If you weighted the classes in a balanced manner by creating a frequency variable with values inversely proportional to the number of training cases in each class, the hidden unit would learn a linear combination of the X and Y variables that provides moderate discrimination among all three classes instead of high discrimination between the two common classes. But since the model is misspecified, the posterior probabilities are still not accurate. As the following figure shows, there is enough improvement that each class is assigned some cases.

If the neural network had five hidden units instead of just one, it could learn the distributions of all three classes more accurately without the need for weighting, as shown in the following figure:

Using balanced weights for the classes would have only a small effect on the decisions, as shown in the following figure:

Using balanced weights for a well-specified neural network will not usually improve predictive accuracy, but it might make neural network training faster by improving numerical condition and reducing the risk of bad local optima.

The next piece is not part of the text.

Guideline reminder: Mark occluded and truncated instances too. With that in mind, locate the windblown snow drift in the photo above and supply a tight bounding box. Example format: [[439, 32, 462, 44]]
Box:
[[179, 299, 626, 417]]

Balanced weighting can be important when there are three or more classes, but there is little evidence that balance is important when there are only two classes. Scott and Wild (1989) have shown that for a well-specified logistic regression model, balanced weighting increases the standard error of every linear combination of the regression coefficients and therefore reduces the accuracy of the posterior probability estimates. Simulation studies, which will be described in a separate report, have found that even for misspecified models, balanced weighting provides little improvement and often degrades the total profit or loss in logistic regression, normal-theory discriminant analysis, and neural networks.